New Zealand's approach to taxing low value goods

New Zealand's GST on low value goods mirrors new and upcoming rules in Norway, Australia, the UK (January 1, 2021) and the EU (July 1, 2021).

Sep 29, 2020

Since December 1, 2019, non-resident businesses selling low value goods to consumers in New Zealand need to apply, collect and remit GST (at the standard rate of 15%) on these sales to New Zealand’s Inland Revenue Department (IRD). 

The IRD defines a low value good as “a physical good valued at NZ$1,000 or less, excluding GST”. The value needs to be looked at on a per item basis and not per consignment.

The rules differ slightly from their neighbours in Australia. In Australia, where the new rules on low value goods were introduced in July 2018, the value of AUD1,000 is looked at per consignment.

The rules for sales above AUD1,000 also have not changed in Australia and the liability remains with the customer upon delivery of the goods. In New Zealand non-resident businesses can choose to charge GST on goods valued above NZD1,000 supplied to consumers in New Zealand if either:

  • 75% or more of the total value of the goods consists of those individually valued at NZD1,000 or less

Or 

  • Approval has been given by New Zealand’s IRD.

New Zealand GST on low value goods: online marketplaces impact

These changes apply to non-resident businesses that sell directly to New Zealand consumers online, by phone or by mail order; to online marketplaces that other people or businesses sell items through; to businesses offering mailbox redelivery of low-value goods, and to personal shopping services from countries other than New Zealand.

The rules impact online marketplaces as they are now liable to collect and remit GST on sales of low value goods supplied through their platform.

An online marketplace is defined by New Zealand’s IRD as “an electronic platform, like a website, app or internet portal, that overseas businesses use to market and sell their goods and services.”

This means that online marketplaces must now have very specific knowledge of the type of goods (and the value) sold on their platforms. 

For context businesses must remember that GST was introduced back in 1986. Of course, online commerce did not exist then and the new amendments are back for a broader approach to future-proof the New Zealand taxation system. 

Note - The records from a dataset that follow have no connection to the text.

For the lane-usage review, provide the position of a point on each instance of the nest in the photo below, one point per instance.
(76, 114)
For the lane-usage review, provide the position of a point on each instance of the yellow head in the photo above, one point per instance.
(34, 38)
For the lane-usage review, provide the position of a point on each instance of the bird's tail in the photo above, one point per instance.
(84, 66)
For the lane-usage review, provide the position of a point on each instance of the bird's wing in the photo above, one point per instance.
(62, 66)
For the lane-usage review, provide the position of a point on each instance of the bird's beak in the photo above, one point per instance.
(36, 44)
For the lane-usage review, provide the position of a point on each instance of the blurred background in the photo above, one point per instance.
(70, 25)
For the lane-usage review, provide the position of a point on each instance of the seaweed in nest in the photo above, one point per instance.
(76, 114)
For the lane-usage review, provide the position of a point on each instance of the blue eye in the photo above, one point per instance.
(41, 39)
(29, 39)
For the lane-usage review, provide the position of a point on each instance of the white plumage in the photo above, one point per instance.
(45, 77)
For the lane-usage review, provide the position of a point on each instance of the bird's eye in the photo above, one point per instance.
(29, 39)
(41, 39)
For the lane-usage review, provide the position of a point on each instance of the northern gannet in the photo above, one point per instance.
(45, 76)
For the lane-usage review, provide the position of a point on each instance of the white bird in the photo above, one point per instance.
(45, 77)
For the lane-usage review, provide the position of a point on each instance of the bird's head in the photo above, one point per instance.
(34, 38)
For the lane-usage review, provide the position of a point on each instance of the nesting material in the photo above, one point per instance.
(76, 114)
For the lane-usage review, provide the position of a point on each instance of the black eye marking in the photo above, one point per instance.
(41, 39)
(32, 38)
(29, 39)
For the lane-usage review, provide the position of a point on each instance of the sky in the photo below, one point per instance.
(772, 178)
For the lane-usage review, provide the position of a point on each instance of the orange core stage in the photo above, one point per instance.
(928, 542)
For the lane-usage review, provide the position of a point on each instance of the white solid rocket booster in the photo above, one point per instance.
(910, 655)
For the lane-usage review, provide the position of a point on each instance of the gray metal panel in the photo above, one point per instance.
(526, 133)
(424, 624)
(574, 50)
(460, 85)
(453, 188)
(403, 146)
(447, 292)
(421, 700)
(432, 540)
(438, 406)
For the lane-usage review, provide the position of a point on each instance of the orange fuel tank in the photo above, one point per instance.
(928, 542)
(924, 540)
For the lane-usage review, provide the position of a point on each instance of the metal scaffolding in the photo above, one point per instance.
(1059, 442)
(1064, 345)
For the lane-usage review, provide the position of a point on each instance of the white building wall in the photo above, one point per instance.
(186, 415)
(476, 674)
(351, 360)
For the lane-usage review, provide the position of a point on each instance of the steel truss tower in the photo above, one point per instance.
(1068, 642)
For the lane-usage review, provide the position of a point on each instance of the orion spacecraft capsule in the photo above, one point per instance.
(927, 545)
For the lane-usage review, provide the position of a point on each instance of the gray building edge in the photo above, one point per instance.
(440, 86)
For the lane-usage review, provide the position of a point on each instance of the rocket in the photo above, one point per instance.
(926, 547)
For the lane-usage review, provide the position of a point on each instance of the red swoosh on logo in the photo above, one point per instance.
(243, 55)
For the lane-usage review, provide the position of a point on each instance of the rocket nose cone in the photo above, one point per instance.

These amendments are also introduced to level the playing field between non-resident and domestic businesses. Prior to these GST rule changes non-resident businesses did not have the obligation to apply GST on their sales to New Zealand-based consumers while domestic businesses did. It is this loophole that the New Zealand tax authorities (and others across the world) are attempting to close with these legislative amendments.

Mirroring global implementations

These rules in New Zealand mirror ones recently introduced on VAT collection on the cross-border sale of low-value goods in Norway, Australia, the UK (from January 1, 2021) and - from July 1, 2021- in the European Union (EU). 

The relevant thresholds in these jurisdictions are as follows: Norway (circa NZD500), Australia (circa NZD1,080), UK (circa NZD270) and EU (circa NZD270). It also follows the recommendation in the OECD report on the role of digital platforms on collection of VAT published in 2019.